While at Boeing, Bradley created test plans for aviation biofuel demonstrations. Aviation biofuel was later approved and used industry-wide. The use of aviation biofuel reduces net carbon dioxide emissions from aircraft. He also created a life-cycle assessment (LCA) tool for aircraft called qUWick, and integrated it into Boeing's commercial aircraft design process, which helps to evaluate the environmental impact of potential new aircraft.
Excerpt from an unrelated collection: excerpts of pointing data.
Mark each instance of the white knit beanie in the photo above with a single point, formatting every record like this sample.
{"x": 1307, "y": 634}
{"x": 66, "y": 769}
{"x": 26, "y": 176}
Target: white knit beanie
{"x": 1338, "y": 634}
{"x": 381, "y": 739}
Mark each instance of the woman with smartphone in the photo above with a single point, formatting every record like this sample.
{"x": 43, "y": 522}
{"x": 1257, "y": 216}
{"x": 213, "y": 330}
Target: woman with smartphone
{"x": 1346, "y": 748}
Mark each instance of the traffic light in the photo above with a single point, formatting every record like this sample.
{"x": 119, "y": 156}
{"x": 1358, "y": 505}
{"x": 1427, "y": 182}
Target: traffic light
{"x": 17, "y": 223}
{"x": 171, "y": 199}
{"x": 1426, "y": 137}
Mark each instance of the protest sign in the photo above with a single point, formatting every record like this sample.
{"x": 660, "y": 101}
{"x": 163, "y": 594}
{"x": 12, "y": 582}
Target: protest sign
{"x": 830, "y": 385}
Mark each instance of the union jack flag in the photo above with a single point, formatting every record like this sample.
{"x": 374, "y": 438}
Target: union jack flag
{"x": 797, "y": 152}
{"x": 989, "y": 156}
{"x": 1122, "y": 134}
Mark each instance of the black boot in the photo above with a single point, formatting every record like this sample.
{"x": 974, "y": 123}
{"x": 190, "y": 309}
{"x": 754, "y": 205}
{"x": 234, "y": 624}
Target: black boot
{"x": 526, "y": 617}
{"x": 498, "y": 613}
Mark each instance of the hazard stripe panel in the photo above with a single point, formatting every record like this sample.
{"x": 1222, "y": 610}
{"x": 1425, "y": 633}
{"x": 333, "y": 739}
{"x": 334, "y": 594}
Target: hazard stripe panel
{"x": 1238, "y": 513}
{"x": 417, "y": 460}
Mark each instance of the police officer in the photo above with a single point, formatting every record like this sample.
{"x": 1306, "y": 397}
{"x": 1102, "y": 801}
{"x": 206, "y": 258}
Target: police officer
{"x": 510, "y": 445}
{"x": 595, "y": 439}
In a paper in Nature in 2022, Bradley and his co-authors investigated what would be needed to drive forward the fledgling electric aircraft industry, and concluded that batteries with high watt hours per kilogram and high safety and reliability were the main bottlenecks. The paper concluded that with sufficient research and investment, 600 watt hour per kilogram batteries suitable for the mass production of short-range electric aircraft could be developed within a decade.

== AIAA ==
Bradley became an American Institute of Aeronautics and Astronautics (AIAA) fellow in 2018. He helped create and was the first chairman of the High Speed Airbreathing Propulsion Technical Committee and the yearly Electric Aircraft Technology Symposium (EATS).